Wising up to lures

Lure pike

Over the course of the season, pike become harder to catch. I think that is a statement that most pike anglers would agree with. You can see evidence of this on waters such as Chew, which is fished hard every day. The first and second weeks are usually the best, then there is the “falling off a cliff” period where hardly anything gets caught, then there might be a second wave (to use a buzz word) where a few fish get caught again .This occurs because the fish that were caught on the first couple of weeks need to feed again before it gets too cold, they are often really cautious though, or will have switched to early morning or night feeding by this time.

This behaviour is even more evident on lure-only waters, or waters that have been heavily fished with lures, as, quite simply, the fish get used to them very quickly. I am a great believer that you don’t even need to hook a fish to put it off certain lures, simply casting over the same spots day after day can adversely affect the pike’s behaviour to them, or rather to the similar A to B retrieve and lure size.
Often you speak to other anglers who have had a couple of bumps or a follow most days, then this stops – have the fish moved? Are they full up and not feeding? Or have they wised up to what’s being chucked? In most situations it’s probably a combination of all of these. Now is the time to fish something different.


Personally, I would argue if you are getting bumps and follows you are doing something slightly wrong anyway. On the brighter side, you are probably doing something slightly right as well, as you have moved a fish in the first place – but you want to catch them, not take them for a walk!

The most common thing I notice when watching other pike lure anglers is the similarity of the lures they are chucking – mostly it is a replicant / paddle tail analogue, in 6 to 8 inch range. Usually in a silver or baitfish colour. This will be cast out, hit the bottom, and wound back in. How many times will a pike have seen that, or similar? I can understand why you would use them, they catch fish, but they become less and less effective as the season goes on.

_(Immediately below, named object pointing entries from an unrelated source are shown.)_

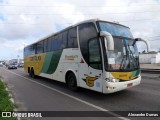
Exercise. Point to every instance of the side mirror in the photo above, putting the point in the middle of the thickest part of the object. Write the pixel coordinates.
(109, 39)
(146, 42)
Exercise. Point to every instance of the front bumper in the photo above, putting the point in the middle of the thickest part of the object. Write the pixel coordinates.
(112, 87)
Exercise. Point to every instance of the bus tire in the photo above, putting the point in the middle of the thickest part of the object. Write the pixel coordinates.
(71, 82)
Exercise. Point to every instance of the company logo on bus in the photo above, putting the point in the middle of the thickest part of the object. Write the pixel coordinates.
(35, 58)
(90, 80)
(72, 57)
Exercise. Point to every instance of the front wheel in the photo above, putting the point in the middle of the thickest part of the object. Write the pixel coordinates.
(72, 82)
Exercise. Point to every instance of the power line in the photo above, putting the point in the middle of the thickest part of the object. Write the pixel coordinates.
(81, 5)
(139, 12)
(71, 23)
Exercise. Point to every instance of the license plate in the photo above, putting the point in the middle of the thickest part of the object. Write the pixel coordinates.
(130, 85)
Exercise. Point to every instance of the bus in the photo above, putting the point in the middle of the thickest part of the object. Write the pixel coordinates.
(94, 54)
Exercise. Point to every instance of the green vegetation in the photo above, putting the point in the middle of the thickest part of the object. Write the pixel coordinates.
(5, 103)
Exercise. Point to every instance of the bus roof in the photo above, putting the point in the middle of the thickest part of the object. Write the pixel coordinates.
(86, 21)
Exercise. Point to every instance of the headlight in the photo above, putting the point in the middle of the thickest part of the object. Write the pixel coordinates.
(112, 80)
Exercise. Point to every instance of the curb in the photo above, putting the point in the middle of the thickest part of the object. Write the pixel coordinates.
(11, 98)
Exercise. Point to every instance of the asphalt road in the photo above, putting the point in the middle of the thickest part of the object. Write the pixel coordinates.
(42, 94)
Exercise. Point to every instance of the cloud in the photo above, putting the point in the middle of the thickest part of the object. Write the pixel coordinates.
(27, 21)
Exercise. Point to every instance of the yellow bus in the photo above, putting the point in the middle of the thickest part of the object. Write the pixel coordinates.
(93, 54)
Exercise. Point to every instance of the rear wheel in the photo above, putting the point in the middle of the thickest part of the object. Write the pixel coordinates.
(72, 82)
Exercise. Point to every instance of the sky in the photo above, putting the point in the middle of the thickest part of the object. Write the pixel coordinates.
(23, 22)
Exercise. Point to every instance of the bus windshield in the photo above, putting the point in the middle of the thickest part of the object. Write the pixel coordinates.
(124, 57)
(115, 29)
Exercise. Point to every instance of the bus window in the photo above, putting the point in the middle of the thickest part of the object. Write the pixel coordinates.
(39, 47)
(86, 32)
(94, 53)
(64, 40)
(72, 38)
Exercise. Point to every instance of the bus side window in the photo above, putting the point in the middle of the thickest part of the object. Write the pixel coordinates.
(94, 53)
(86, 32)
(72, 38)
(39, 47)
(64, 40)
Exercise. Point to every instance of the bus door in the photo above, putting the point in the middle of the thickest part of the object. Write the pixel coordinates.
(92, 73)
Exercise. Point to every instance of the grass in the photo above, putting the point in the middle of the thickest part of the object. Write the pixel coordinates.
(5, 103)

On some of the bigger waters you probably make 300 casts a day, so two in a boat 600 casts?
5 two-men boats in these areas, that’s around 3000 lure passes in a single day. What about in a month – 90,000? Sounds excessive, but could be about that on some waters – it’s a wonder we ever catch anything after October – Oh wait, most don’t – how often has it been written that lures are only good in warmer water – maybe it could be just that come the colder months, they have seen so many similar lures analogues that it seems that way because they are avoiding them.

I’m a great believer in fishing something different from what everyone else is using, and I do this in several ways – but probably the easiest two tips I can give is to fish something in a different size – smaller or larger to what everyone else is using. I generally will go smaller, as hooking ability is greatly increased in smaller lures.

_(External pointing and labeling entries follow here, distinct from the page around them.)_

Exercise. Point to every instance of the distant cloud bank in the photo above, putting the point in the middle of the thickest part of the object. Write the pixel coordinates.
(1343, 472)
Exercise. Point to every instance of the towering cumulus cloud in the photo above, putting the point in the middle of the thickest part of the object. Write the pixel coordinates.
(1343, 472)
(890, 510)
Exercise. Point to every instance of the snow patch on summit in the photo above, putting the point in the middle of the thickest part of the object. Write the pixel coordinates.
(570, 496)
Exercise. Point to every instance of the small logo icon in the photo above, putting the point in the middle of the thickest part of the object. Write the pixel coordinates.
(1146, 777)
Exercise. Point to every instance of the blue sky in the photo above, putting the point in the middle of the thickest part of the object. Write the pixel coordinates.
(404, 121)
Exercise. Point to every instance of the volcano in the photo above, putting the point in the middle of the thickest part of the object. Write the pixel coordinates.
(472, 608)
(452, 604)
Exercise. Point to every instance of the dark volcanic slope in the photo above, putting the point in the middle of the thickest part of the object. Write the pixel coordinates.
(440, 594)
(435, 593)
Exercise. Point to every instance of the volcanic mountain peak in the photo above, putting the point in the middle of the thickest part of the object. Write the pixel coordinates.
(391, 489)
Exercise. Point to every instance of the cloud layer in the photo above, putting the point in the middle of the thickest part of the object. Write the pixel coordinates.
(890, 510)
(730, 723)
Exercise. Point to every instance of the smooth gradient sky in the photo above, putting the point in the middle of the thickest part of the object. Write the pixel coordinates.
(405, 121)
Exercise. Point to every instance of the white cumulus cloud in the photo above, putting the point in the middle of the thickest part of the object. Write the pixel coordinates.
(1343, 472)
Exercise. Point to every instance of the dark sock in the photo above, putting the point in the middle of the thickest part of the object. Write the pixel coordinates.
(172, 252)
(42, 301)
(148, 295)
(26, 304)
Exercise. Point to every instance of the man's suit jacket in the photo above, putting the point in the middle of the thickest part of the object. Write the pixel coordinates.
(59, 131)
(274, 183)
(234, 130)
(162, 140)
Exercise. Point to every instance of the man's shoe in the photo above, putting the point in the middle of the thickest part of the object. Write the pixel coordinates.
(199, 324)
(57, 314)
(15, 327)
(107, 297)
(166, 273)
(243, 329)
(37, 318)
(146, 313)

However you have to weigh this up with what the pike are naturally eating. If they are eating bigger prey fish or are true “trout feeders” then you will have to go large – for this I like big lures like the HypoTeez ST which are big, in that they are 10 inches long, but they have a slimline profile, so they don’t look like yet another replicant in the water. Another good choice is choosing a lure with a wide profile, so it’s still a big food item to the pike, but looks significantly different to what else has been cast, I like lures like the BullTeez for this.

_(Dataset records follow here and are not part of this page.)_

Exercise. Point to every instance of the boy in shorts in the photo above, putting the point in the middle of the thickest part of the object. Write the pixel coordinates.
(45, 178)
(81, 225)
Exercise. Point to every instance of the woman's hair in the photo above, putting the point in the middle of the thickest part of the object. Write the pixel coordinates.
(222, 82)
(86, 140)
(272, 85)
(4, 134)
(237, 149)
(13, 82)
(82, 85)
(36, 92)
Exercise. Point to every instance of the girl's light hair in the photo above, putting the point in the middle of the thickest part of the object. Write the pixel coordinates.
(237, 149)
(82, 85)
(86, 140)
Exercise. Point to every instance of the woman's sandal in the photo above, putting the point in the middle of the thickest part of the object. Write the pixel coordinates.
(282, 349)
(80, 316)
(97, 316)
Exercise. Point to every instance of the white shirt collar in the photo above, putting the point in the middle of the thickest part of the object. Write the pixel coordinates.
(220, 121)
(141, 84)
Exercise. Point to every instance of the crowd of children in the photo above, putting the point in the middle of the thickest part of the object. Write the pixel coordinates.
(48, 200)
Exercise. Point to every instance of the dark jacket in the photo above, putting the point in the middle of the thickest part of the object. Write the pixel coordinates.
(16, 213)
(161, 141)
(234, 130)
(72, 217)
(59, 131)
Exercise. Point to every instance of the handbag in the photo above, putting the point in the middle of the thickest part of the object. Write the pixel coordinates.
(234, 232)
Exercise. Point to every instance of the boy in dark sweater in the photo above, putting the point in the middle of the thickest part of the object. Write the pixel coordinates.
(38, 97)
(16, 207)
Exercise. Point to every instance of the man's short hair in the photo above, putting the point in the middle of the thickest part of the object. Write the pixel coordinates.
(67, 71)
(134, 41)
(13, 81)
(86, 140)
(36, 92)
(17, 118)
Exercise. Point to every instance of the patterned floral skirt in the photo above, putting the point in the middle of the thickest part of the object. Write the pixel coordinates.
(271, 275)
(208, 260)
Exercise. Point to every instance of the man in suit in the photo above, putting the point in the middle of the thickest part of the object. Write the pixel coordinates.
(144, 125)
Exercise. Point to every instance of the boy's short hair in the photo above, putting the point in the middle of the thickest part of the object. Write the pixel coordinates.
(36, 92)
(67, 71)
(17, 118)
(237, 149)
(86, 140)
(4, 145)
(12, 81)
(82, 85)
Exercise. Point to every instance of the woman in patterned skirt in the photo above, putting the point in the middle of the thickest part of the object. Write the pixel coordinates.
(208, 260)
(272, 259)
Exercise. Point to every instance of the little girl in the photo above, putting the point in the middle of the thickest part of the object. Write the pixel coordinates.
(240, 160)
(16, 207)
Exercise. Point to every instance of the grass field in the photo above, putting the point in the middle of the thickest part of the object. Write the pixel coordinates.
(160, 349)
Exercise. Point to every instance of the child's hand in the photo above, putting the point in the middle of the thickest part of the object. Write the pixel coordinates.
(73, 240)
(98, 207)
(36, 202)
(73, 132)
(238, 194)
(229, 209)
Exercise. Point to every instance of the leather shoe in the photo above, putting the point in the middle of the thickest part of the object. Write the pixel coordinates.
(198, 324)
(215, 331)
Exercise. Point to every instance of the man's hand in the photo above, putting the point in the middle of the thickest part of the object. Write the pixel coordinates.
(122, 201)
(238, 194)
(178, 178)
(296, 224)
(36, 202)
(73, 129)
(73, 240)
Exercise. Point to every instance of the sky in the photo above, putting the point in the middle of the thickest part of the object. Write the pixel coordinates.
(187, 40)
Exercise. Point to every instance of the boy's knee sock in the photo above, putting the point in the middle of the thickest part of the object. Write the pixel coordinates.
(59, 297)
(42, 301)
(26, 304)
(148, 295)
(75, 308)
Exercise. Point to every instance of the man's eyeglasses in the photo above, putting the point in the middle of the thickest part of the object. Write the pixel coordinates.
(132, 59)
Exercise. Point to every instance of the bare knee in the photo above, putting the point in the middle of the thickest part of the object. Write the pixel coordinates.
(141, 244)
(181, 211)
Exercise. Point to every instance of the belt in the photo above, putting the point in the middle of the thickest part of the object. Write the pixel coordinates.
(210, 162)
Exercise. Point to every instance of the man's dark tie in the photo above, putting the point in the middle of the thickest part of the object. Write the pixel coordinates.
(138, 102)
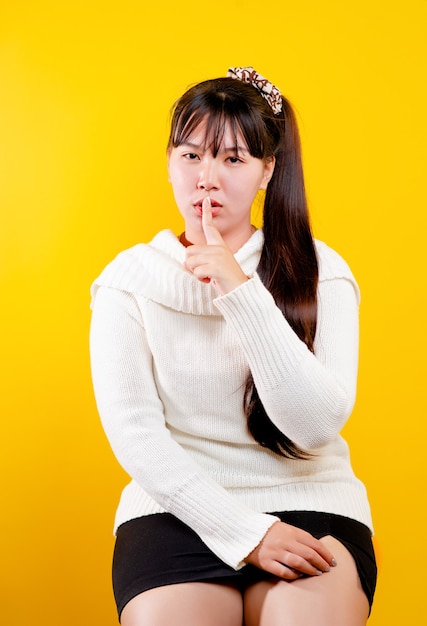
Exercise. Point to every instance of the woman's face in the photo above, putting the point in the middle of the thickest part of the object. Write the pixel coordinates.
(230, 178)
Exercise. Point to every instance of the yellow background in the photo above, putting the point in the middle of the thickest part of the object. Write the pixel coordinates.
(85, 92)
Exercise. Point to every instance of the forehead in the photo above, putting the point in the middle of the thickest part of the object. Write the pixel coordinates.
(215, 136)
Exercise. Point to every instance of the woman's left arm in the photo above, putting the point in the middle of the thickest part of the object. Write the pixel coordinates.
(307, 396)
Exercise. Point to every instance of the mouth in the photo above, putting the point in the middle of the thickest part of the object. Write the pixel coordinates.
(215, 207)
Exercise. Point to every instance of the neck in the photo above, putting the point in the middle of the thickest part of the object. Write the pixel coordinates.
(234, 241)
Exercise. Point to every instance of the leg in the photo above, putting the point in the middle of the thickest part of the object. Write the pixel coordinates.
(335, 598)
(186, 604)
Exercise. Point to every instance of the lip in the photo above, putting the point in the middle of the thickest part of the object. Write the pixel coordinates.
(214, 204)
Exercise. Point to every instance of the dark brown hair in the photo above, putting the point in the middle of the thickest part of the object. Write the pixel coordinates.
(288, 263)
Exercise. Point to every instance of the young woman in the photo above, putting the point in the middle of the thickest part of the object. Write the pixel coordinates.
(224, 366)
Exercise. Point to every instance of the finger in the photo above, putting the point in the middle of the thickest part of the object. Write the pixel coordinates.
(212, 235)
(300, 565)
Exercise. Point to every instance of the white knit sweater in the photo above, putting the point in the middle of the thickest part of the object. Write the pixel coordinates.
(169, 361)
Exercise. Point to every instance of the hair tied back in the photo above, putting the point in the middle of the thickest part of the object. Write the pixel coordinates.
(267, 90)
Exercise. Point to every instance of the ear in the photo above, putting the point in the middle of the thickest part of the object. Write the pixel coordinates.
(269, 165)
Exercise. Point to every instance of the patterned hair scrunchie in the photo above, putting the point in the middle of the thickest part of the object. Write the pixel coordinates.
(265, 88)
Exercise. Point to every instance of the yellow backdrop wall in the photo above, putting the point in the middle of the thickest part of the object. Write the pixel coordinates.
(85, 92)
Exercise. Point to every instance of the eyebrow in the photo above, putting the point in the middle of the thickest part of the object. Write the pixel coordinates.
(195, 146)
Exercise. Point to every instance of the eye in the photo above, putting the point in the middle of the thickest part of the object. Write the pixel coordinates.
(234, 159)
(191, 156)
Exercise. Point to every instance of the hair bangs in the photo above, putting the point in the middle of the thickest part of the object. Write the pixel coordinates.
(218, 112)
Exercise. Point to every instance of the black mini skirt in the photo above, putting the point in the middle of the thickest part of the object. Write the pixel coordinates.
(157, 550)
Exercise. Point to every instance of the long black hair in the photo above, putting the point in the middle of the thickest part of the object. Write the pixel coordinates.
(288, 263)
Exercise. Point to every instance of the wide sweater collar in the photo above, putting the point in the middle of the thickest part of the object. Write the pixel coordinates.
(155, 271)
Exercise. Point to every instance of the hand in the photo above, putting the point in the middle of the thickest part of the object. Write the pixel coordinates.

The second tip is – to go dark. No, not fish in the dark – though this might help! But to choose dark colours – browns and greens are my favourites. A lot of anglers don’t cast these, as they don’t appeal to them aestheticaly. Obviously the fish think differently, as, certainly for me, dark colours – like motor oil, dark green, or perchesque colours always catch fish for me when the going is tough.

Perch types

You can go the other way, bright vivid colours, and this may work on some waters but its life expectancy is generally low, as the fish wise up to them after a couple of days, in my experience. Weirdly, I prefer brighter colours when it gets really cold in December and January. I think they work better then because you need to sort of shock the pike out of lethargy. Maybe that isn’t the right way to say it, but when it’s cold, a bright lure sticks out more, and will be visible from further away, so a torpid pike has a greater chance of noticing it.


I know that there are some anglers who will argue that the colour of the lure doesn’t make any difference, as long as you fish it in the right area in the right way. For lightly-fished for fish this might be true, but I can honestly say the colour is everything on some hard fished trout waters, so much so that if you haven’t got the right coloured lures in your box you might as well stay at the jetty all day!